This is a striking debut album. Nilufer Yanya immediately grabs your attention with her iridescent voice and bold music, both of which are used to great effect in songs like the excellent “Heat Rises.” She has a gift for combining that captivating voice with unexpected music to make very compelling music as in “Paradise” and in “Paralysed.” She keeps you off-balance expertly and does so with such brash strokes as too take your breath away. Additionally, her voice is really just fascinating in itself and she already has the ability to use it well like in “Tears.”
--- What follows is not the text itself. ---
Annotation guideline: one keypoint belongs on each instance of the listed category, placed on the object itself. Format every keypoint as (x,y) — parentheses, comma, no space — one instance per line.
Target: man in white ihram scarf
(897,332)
The album has a little too much air to fully recommend and her skits don’t do anything to help, but there’s already so much here to recommend. Miss Universe is both the promise of great things to come and, more surprisingly, the deliverance of those in itself.

Lana Del Rey – Norman Fucking Rockwell!

7 Oct

To some degree, you know what you’re going to get with each new Lana Del Rey album. Actually, to a very large degree, you know what you’re going to get with a new LDR album. She’s taken her aesthetic of Hollywood sadcore and mined it thoroughly, albeit skillfully. There’s a grab-bag of images that come with any of her albums and they are the same fast cars, Gatsby, bad relationships, Hollywood glamour, nostalgia, Los Angeles style that you should expect by now. However, this iteration is her at her best. She’s brought a sharpness here that’s unprecedented and delivered one of the strongest albums of the year.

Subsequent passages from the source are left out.